How Amy Klobuchar Pulled Off the Big Surprise of the New Hampshire Primary

“We first saw her in July, and we liked her very much, and around September, we were heavily leaning that way,” said Mark Hodgdon, 60, who lives in Epsom, N.H., but drove a half-hour to attend an afternoon event at state headquarters in Manchester on Tuesday. “She cares about all the liberal issues that I care about, including campaign finance reform, but her approaches are more practical.”

In her closing message as she barnstormed the state, Ms. Klobuchar began to make more direct appeals to moderates, and even some Republicans. Her campaign began targeting towns in New Hampshire that flipped from President Barack Obama to Donald J. Trump. She sat for an interview with Bret Baier of Fox News on Monday night after speaking to a luncheon of Nashua Rotary Club members earlier in the day.

“I’ve also seen a lot of anger, from people who stayed home in 2016, or independents, or Republicans that maybe voted for the president and are now stepping back and thinking, I don’t know if I did the right thing,” Ms. Klobuchar said at the luncheon, more often a campaign trail stop for Republican candidates than Democrats. “My campaign has always been about reaching out and not shutting people out, but bringing them with me.”

Ms. Klobuchar’s distinct and deliberate appeal to the centrist spirit caught fire with some late-breaking activists.

JoAnne St. John, an influential Democratic activist in Nashua who had long backed Senator Cory Booker of New Jersey, was still adrift and without a candidate heading into the final weekend.
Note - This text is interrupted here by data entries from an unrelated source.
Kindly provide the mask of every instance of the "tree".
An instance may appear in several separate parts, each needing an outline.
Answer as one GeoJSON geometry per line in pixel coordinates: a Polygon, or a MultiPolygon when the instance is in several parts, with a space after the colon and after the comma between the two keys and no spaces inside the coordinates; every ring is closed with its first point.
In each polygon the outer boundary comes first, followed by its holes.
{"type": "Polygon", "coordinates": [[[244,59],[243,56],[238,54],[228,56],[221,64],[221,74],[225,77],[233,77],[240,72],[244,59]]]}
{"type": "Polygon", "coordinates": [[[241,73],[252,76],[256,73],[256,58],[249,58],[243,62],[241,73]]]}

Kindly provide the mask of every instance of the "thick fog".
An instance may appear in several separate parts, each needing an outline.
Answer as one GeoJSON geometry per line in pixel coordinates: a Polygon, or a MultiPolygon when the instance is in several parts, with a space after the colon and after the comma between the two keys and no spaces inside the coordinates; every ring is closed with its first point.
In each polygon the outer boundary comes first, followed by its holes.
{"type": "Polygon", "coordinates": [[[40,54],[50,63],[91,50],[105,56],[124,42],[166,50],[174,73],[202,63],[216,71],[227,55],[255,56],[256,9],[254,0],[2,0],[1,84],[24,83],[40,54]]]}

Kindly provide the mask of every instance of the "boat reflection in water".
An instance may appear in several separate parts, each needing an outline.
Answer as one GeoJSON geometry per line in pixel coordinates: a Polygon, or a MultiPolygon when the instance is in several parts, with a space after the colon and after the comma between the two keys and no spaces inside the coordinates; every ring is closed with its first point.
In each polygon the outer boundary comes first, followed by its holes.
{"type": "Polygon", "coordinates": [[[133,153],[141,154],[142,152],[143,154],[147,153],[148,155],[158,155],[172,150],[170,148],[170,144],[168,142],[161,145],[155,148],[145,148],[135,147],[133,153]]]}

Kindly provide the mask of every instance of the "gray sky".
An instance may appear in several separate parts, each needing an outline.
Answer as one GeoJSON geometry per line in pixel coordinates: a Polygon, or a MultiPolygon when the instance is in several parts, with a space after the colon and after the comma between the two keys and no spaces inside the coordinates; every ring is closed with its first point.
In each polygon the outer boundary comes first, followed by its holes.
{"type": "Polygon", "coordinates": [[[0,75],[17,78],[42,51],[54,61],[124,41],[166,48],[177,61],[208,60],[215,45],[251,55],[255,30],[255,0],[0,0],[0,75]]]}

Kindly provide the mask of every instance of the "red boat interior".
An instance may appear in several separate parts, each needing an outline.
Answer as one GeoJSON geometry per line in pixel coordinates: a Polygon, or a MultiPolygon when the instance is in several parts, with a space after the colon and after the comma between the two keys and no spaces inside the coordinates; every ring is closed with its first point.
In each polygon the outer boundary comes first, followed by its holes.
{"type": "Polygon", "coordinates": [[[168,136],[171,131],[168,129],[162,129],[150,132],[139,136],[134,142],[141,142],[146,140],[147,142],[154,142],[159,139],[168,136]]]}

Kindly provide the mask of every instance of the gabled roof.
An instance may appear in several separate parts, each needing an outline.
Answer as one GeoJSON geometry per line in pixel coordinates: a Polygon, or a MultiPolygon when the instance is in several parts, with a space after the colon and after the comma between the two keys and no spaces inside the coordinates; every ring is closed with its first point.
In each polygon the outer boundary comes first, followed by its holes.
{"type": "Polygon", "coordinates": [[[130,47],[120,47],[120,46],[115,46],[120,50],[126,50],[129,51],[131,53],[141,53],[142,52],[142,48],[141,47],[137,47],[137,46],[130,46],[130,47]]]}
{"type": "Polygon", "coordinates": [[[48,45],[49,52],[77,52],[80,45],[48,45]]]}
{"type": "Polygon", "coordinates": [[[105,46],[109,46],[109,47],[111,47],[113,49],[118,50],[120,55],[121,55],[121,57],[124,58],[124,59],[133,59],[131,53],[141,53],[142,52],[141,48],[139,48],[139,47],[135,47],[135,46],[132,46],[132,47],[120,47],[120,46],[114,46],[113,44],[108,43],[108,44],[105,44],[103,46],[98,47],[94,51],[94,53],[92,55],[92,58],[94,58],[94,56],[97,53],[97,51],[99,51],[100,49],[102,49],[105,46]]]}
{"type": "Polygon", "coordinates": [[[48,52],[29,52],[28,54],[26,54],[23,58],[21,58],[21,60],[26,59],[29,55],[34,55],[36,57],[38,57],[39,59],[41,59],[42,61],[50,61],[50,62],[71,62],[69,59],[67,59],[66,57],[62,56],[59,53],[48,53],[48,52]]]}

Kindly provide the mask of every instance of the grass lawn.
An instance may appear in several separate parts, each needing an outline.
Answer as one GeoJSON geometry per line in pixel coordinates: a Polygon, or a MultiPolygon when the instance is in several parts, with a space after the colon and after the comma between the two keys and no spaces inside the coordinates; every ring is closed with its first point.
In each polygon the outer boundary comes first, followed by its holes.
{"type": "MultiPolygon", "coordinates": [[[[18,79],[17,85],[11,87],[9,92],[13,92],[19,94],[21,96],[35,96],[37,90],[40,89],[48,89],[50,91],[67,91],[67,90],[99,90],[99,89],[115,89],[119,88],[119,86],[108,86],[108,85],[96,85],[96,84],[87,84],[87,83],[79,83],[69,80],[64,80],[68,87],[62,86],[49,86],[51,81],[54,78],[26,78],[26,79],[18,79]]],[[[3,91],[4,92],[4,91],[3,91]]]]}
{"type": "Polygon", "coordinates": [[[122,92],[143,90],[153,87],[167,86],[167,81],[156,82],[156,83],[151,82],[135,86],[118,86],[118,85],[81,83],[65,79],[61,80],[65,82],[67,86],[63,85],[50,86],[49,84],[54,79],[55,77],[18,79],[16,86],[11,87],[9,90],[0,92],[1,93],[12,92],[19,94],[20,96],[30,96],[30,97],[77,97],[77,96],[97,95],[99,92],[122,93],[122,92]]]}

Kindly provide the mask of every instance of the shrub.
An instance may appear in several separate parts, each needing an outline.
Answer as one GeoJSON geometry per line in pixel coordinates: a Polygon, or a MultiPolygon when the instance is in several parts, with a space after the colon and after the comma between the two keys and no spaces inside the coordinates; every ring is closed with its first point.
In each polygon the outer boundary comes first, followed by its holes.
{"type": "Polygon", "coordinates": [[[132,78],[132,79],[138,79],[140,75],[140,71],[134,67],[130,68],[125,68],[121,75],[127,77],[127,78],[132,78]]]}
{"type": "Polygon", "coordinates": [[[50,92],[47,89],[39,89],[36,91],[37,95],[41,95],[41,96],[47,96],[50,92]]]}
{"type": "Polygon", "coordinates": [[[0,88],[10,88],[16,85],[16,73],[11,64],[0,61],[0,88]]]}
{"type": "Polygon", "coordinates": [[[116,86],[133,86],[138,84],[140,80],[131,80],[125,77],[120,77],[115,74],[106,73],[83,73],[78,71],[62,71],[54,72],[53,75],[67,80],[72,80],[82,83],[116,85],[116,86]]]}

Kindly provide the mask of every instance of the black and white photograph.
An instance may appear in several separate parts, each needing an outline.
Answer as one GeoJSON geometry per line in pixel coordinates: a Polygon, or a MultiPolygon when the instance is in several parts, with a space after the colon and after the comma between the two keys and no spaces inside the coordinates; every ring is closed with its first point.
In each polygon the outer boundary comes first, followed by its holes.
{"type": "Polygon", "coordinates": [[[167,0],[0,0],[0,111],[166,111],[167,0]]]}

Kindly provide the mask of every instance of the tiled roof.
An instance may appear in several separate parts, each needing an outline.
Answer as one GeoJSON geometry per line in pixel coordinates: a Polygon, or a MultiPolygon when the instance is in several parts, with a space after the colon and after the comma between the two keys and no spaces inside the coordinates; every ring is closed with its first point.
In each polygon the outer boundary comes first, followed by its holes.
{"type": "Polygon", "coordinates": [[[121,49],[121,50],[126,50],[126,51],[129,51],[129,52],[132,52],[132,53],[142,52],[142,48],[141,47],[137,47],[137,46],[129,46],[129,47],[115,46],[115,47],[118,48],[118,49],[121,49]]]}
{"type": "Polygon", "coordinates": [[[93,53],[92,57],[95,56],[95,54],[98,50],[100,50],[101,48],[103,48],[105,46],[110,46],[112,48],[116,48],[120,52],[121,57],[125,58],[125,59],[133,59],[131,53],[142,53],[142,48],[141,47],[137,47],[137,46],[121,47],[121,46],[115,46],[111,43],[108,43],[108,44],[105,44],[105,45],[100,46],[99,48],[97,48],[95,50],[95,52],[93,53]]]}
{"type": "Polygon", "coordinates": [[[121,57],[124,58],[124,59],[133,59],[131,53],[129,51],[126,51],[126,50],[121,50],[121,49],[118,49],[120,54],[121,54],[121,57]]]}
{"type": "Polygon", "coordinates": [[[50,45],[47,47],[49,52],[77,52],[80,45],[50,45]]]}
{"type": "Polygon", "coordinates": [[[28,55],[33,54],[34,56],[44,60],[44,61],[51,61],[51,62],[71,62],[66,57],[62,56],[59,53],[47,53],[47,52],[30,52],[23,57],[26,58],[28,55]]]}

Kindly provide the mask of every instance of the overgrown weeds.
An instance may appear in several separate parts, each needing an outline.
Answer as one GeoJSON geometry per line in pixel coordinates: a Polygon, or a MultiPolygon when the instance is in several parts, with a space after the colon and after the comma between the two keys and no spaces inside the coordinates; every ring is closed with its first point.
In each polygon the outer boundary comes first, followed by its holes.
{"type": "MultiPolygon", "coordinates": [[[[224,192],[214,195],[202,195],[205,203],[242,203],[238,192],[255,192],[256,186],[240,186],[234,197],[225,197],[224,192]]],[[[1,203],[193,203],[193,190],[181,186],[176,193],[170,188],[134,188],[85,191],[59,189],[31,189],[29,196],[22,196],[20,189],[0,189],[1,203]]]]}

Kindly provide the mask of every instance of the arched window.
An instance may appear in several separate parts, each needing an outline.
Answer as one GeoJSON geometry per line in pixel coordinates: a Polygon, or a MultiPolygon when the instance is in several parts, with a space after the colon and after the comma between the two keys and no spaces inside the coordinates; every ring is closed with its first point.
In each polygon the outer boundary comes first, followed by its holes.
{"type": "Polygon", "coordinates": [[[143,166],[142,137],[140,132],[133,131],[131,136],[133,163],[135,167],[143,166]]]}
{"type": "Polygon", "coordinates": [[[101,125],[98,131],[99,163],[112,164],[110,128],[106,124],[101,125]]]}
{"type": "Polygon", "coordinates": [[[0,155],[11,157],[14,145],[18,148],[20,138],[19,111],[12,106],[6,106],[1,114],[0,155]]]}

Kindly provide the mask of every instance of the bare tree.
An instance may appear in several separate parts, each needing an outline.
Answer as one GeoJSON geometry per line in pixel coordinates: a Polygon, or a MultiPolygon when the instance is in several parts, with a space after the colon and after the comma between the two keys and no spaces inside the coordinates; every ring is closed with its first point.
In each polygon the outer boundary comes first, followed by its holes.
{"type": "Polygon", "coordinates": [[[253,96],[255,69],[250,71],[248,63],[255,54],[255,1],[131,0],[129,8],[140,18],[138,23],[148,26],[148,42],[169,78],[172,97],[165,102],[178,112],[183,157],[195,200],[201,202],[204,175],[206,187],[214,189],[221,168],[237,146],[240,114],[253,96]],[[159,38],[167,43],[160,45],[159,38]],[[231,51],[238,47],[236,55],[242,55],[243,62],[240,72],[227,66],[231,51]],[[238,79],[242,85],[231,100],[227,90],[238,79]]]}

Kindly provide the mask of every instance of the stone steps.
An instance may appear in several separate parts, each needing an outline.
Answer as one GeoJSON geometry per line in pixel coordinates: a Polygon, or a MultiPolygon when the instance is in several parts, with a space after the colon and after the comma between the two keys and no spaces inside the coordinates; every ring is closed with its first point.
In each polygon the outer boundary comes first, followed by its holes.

“I went to a Buttigieg rally, and at the end of that, I said, ‘I think I’m going to support him,’” she said in an interview on Tuesday. “But I had almost begrudgingly promised some of my very proficient Democrats here in Nashua that I would go see Amy at 3 o’clock. And I did, and I’m glad I did. I saw a woman with power. I’ve seen her many times before, but she has developed her style. I just looked at that woman onstage and I thought, ‘She can do this.’” (Ms. St. John voted for Ms. Klobuchar on Tuesday, and spent most of her day encouraging others to do the same.)

On the campaign trail, Ms. Klobuchar credited signs of growing support in New Hampshire to the fact that she actually had a chance to talk to voters here, rather than be stuck in the Senate for an impeachment trial, which kept her away from Iowa for weeks.